Dr. Munir Sheikh — responsible for providing expertise on relevant public policy issues, such as the interaction of economic and environmental/ecological conservation.

Dr. Munir Sheikh served the Government of Canada for over 35 years, rising to the senior-most civil service position of a Deputy Minister. He advised many Canadian Prime Ministers and Ministers of Finance on economic, fiscal and tax matters. His last position with the government was as the Chief Statistician of Canada.

After his retirement, he was appointed a Research Professor at Carleton University where he teaches public policy to graduate students.

B. Statement from the Banff Indigenous Knowledge Brainstorming Session

A small group, under the guidance of Steven Nitah, met in Banff in January 2019 to discuss how Indigenous peoples can help Parks Canada achieve its mandate to ensure ecological and commemorative integrity in decision making. The group concluded with the following statement.

National parks are a highly valued Canadian institution. Their ecological and commemorative integrity is essential to the story of our country and the health of nature and our cultures. Bringing together western science (which is based on measurement) and Indigenous science (which is based on relationship) will improve both ecological and commemorative integrity. Healthy nature inside our national parks can serve as a source for restoring the health and wildlife populations of the broader landscape. Fulsome telling of the story of place and understanding of place through foundational Indigenous knowledge will improve management and visitor experience. Bringing together Indigenous knowledge systems and western science can contribute to a healthier and expanded national park system. Understanding local language and its relationship to place will deepen the understanding of place and inform management through helping identify keystone species, ecological relationships, and the cultural relationships that can sustain the resilience of biodiversity and cultural diversity. Place-based laws and protocols combined with western science should be brought together to improve ecological and cultural integrity and shared responsibility for establishing a functional relationship between peoples and place both inside national parks and across the broader landscape.
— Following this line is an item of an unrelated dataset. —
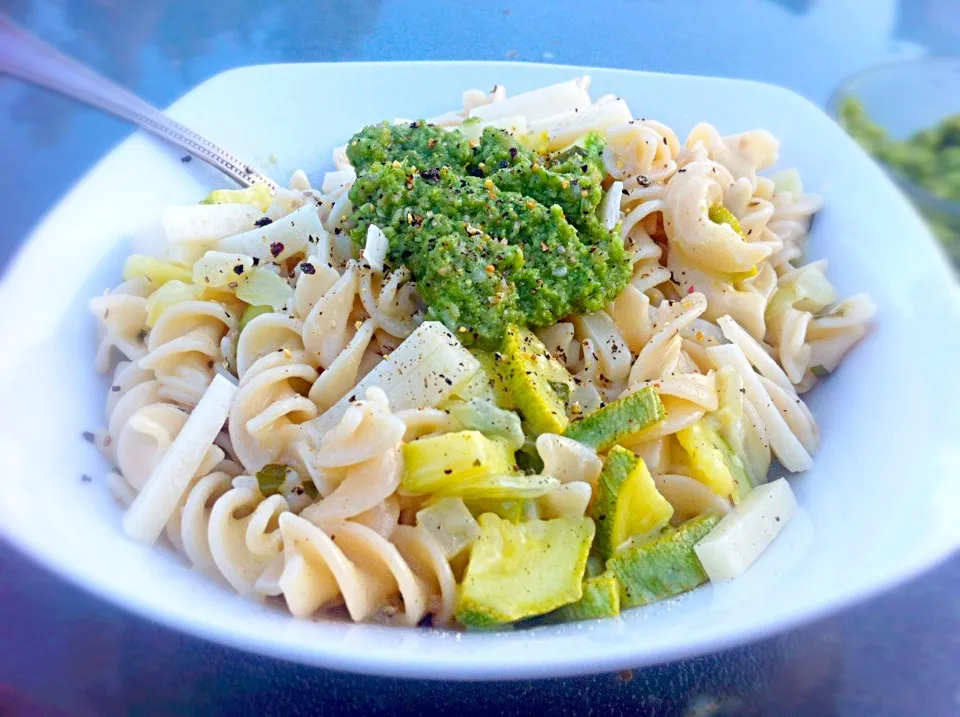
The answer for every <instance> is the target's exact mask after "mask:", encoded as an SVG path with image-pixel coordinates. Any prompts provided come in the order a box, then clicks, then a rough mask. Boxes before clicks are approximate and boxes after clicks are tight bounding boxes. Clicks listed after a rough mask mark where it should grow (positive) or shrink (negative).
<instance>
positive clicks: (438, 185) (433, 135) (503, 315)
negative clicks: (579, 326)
mask: <svg viewBox="0 0 960 717" xmlns="http://www.w3.org/2000/svg"><path fill="white" fill-rule="evenodd" d="M602 152H603V140H602V139H601V138H599V137H598V136H589V137H587V138H586V139H585V140H584V142H583V143H582V145H581V146H577V147H573V148H571V149H570V150H566V151H565V152H563V153H562V154H558V155H551V156H540V155H537V154H535V153H533V152H531V151H529V150H527V149H524V148H523V147H521V146H520V145H518V144H517V143H516V142H515V141H514V140H513V138H512V137H511V136H510V135H509V134H507V133H506V132H504V131H502V130H497V129H493V128H489V127H488V128H487V129H485V130H484V132H483V135H482V136H481V138H480V139H479V140H478V141H471V140H469V139H468V138H467V137H465V136H464V135H463V134H461V133H460V132H457V131H446V130H441V129H438V128H436V127H430V126H429V125H426V124H425V123H423V122H415V123H412V124H410V125H375V126H372V127H367V128H365V129H363V130H362V131H361V132H360V133H358V134H357V135H355V136H354V137H353V139H351V141H350V143H349V144H348V145H347V154H348V156H349V158H350V161H351V162H352V163H353V165H354V167H356V169H357V172H358V173H359V177H358V179H357V181H356V183H355V184H354V186H353V188H352V189H351V190H350V199H351V202H352V204H353V206H354V207H355V210H354V213H353V215H352V217H351V227H352V228H351V230H350V234H351V237H352V238H353V239H354V241H356V242H358V243H362V242H363V241H365V238H366V231H367V227H368V226H369V225H370V224H376V225H377V226H378V227H380V228H381V229H382V230H383V231H384V233H385V234H386V236H387V238H388V240H389V242H390V249H389V252H388V259H389V261H390V263H391V264H393V265H394V266H397V265H401V264H402V265H406V266H407V267H408V268H409V269H410V270H411V271H412V272H413V275H414V277H415V279H416V281H417V287H418V290H419V292H420V295H421V296H422V297H423V299H424V301H425V302H426V304H427V306H428V307H429V318H432V319H436V320H439V321H442V322H443V323H444V324H445V325H446V326H448V327H449V328H450V329H451V330H453V331H454V332H456V333H457V334H458V336H459V337H460V338H461V339H462V340H464V342H465V343H468V344H469V343H475V342H476V343H479V344H481V345H486V346H491V347H493V346H496V345H498V344H499V341H500V339H501V337H502V336H503V333H504V330H505V328H506V326H507V325H508V324H517V325H520V326H534V327H536V326H547V325H550V324H552V323H554V322H556V321H557V320H558V319H559V318H561V317H563V316H565V315H567V314H569V313H574V312H576V313H583V312H589V311H596V310H598V309H600V308H602V307H603V306H604V305H606V304H607V303H608V302H609V301H610V300H612V299H613V298H614V297H615V296H616V295H617V294H618V293H619V292H620V290H621V289H622V288H623V287H624V286H625V284H626V282H627V281H628V279H629V276H630V262H629V258H628V257H627V254H626V252H625V250H624V247H623V241H622V239H621V238H620V236H619V232H618V231H616V230H614V231H609V230H607V229H605V228H604V227H603V226H602V224H601V223H600V222H599V220H598V219H597V217H596V209H597V206H598V205H599V203H600V200H601V199H602V196H603V187H602V186H601V182H602V180H603V169H602V167H603V165H602ZM461 327H462V328H463V329H465V330H461Z"/></svg>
Recognizing that national parks sit on traditional territories of Indigenous peoples with place-based laws and histories, we recommend bringing these forward to merge with the goals of national parks to achieve ecological and cultural integrity in the national interest of all Canadians and Indigenous peoples.

Reconciliation and Section 35 involve both rights and responsibilities. With national parks, we can achieve a fundamental goal of reconciliation stated by the Truth and Reconciliation Commission: Reconciliation between Aboriginal and non-Aboriginal Canadians from an Aboriginal perspective also requires reconciliation with the natural world. If human beings resolve problems between themselves but continue to destroy the natural world, their reconciliation remains incomplete… Reconciliation will never occur unless we are reconciled with the earth.

This can be illustrated in Leroy Little Bear’s statement in the National Geographic Guide to Canada’s National Parks (2nd ed.):

When one comes to appreciate the paradigm of Blackfoot people and applies that paradigm to relationships with the land, one will find that sustainability, conservation, leaving the land as pristine as possible, leaving the land to bring about an ecological balance, and having humans fit themselves into the ecological balance are renewal goals of Blackfoot society. It seems that, in many ways, national parks have the same goals. One can say, if the Blackfoot paradigm were applied to all of our lands in Canada, all of Canada would become a ‘national park.

Leroy Little Bear
National Geographic Guide to Canada’s National Parks (2nd ed.)